Mojo -- More of a Protocol

Mojo Overview

No one knows the Mojo better than its designer and thus the best introduction is Intro to Mojo & Services. Here I provide a brief overview for the Mojo.

Mojo is an Inter-Process Communication (IPC) framework. Before Mojo comes out, Chromium also had an IPC framework implemented in C++ macros, called legacy IPC. To reduce redundant code and decomposing services, Chromium refactors the underlying implementation of legacy IPC and creates Mojo. Currently, most IPC in Chromium is implemented with Mojo and the underlying implementation of legacy IPC has been replaced with Mojo. Below is a figure from Mojo documents showing different layers of Mojo.

Mojo core is responsible for the really core implementation of IPC. It focuses on building the IPC network and routing IPC messages to the right place. Mojo System API is a simple wrapper for Mojo core while the real platform-specific logic, like Windows named pipes and Unix sockets, is implemented in C++ System in the figure above. The C++ bindings is usually what Chromium really relies on and provides most high-level abstractions.

How Mojo works

The way Mojo works is pretty similar to protobuf. Firstly, the user defines various interfaces in a mojom file, each of which represents a function which can be called by a remote endpoint. During the process of compiling, the mojom files will be compiled to different bindings. For example, for C++ code, a example.mojom file will generate a example.mojom.h file which other source files can include.

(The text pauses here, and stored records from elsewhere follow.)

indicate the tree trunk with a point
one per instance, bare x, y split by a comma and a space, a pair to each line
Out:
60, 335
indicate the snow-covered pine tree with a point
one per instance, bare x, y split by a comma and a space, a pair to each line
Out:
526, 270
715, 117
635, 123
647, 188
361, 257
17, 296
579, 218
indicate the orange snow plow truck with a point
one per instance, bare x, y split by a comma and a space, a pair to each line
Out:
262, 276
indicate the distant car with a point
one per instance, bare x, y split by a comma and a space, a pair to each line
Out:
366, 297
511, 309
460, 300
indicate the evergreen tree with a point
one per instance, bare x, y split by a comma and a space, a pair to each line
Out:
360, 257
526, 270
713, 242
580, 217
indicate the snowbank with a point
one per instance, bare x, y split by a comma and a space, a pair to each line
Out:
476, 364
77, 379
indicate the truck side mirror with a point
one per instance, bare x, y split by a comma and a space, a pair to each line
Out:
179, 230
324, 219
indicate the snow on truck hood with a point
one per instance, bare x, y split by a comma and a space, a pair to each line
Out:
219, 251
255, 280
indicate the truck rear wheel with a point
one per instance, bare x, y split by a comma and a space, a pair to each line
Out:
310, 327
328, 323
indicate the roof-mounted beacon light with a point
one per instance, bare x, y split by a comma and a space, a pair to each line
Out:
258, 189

The implementation of Mojo is really simple and straightforward. Enter mojo/public/tools/bindings/generators/cpp_templates directory and all secrets are revealed.

Yes, Mojo creates a set of source templates for different language bindings. After parsing mojom file, it simply renders the templates with data retrieved from AST. Thus, a good way to set instrumentation is to modify *.tmpl files.

Mojo network

A Mojo network is made up of many Nodes, which means a process running Mojo. It works pretty like a TCP/IP network but one key difference is that there is one broker process in a Mojo network. The broker process (the browser process in Chromium) is usually a full-privileged process and responsible for assisting communication between nodes.

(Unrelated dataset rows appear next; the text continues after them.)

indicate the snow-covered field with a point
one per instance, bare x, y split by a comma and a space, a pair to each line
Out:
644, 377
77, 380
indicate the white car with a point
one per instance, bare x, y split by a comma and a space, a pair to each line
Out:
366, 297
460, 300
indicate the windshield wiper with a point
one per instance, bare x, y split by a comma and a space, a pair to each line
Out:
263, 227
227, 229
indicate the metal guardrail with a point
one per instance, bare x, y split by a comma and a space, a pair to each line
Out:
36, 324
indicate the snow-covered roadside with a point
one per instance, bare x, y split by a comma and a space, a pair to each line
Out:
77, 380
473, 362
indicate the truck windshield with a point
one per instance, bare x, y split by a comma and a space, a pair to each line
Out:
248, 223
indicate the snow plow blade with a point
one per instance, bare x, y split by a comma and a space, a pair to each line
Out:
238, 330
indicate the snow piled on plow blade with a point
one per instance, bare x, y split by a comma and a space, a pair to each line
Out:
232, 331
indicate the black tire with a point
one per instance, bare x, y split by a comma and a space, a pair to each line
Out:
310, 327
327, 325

Next I will take the Chromium for an example to introduce some details in Mojo.

Join a network

The very first thing for a new Mojo node is to join the Mojo network. In Chromium case, every child process is spawned from the browser process (the broker in Mojo) and a bootstrap channel will be created in advance. To establish the connection with new child process, the browser process has to pass the handle of the bootstrap channel to it. The methods vary on different platforms.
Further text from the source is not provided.